Harvard professor and social scientist Arthur C. Brooks supports Haidt's interpretation of the study, as he told the crowd at the 2014 Aspen Ideas Festival (paraphrased):
Six months after their accident, the paraplegic's happiness had almost returned to where it was the day before the accident. Six months later, those who won the lottery are less happy about everyday life than they were the day before winning. Not radically lower, but they permanently enjoyed life less than the day before they won. It's as if this big experience has blown out their circuits, and nothing gives them full flavor again.
Watch the above clip here or the full ‘A Formula for Happiness’ talk here.
The adaptation principle reminds me of a quote from the American journalist Sebastian Junger, whose work includes reporting from the front lines of combat and studying war veterans:
“Humans don’t mind hardship, in fact they thrive on it; what they mind is not feeling necessary. Modern society has perfected the art of making people not feel necessary.”
In addition to reminding us of this resilience, the adaptation principle indicates that external desires will never tip the balance toward lasting happiness.
II. On the shortness of life
“It is not that we have a short time to live, but that we waste a lot of it. Life is long enough, and a sufficiently generous amount has been given to us for the highest achievements if it were all well invested. But when it is wasted in heedless luxury and spent on no good activity, we are forced at last by death’s final constraint to realize that it has passed away before we knew it was passing. So it is: we are not given a short life but we make it short, and we are not ill-supplied but wasteful of it. Just as when ample and princely wealth falls to a bad owner it is squandered in a moment, but wealth however modest, if entrusted to a good custodian, increases with use, so our lifetime extends amply if you manage it properly.” — From On The Shortness of Life by Lucius Annaeus Seneca (read my three takeaways)
Developed countries have an average life expectancy from birth of 80 years, which means if we are fortunate, we will live for 4000 weeks or 700,000 hours. In his book, Four Thousand Weeks, British writer Oliver Burkeman explores the predicament we face in mindfully managing our time. We might imagine time as currency to dispel the abstractness of our future, with attention being the medium through which we spend it:
"At the end of your life, looking back, whatever compelled your attention from moment to moment is simply what your life will have been. So when you pay attention to something you don't especially value, it's not an exaggeration to say that you're paying with your life."

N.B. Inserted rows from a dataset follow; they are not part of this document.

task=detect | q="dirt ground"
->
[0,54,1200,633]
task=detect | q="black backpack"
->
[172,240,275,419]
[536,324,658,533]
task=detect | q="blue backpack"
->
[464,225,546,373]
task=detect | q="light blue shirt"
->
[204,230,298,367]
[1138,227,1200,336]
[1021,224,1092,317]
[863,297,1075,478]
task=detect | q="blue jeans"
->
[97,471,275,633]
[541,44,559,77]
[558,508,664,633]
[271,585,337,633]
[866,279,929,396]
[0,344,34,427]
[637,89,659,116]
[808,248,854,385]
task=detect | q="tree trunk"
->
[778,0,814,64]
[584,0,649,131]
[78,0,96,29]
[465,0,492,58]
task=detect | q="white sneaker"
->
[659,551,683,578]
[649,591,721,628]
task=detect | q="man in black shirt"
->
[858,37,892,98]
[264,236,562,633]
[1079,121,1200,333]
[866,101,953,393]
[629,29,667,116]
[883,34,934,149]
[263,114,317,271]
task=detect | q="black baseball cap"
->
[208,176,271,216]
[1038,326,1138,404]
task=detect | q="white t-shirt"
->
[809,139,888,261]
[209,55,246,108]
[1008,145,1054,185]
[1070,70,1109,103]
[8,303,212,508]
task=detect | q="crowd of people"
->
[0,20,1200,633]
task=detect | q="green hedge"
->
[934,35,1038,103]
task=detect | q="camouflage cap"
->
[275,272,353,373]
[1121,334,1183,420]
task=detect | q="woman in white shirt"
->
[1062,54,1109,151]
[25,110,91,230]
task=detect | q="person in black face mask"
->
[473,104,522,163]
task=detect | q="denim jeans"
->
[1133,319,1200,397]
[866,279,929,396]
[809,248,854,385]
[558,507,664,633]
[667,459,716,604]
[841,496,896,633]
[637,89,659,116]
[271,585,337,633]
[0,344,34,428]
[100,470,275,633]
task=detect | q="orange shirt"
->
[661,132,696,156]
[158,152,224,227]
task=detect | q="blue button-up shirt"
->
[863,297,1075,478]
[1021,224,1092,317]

In, On The Shortness of Life, Seneca goes on to compare our treatment of time, to that of money:
“Men do not let anyone seize their estates, and if there is the slightest dispute about their boundaries they rush to stones and arms; but they allow others to encroach on their lives – why, they themselves even invite in those who will take over their lives. You will find no one willing to share out his money; but to how many does each of us divide up his life! People are frugal in guarding their personal property; but as soon as it comes to squandering time they are most wasteful of the one thing in which it is right to be stingy.”
Quotes to Ponder
I. Sam Harris on a reason for gratitude:
“There are at least a billion people in this world, who'll consider their prayers answered if they could switch places with you.”
II. Seneca on how we approach fear with caution and desire with reckless need:
“You act like mortals in all that you fear, and like immortals in all that you desire.”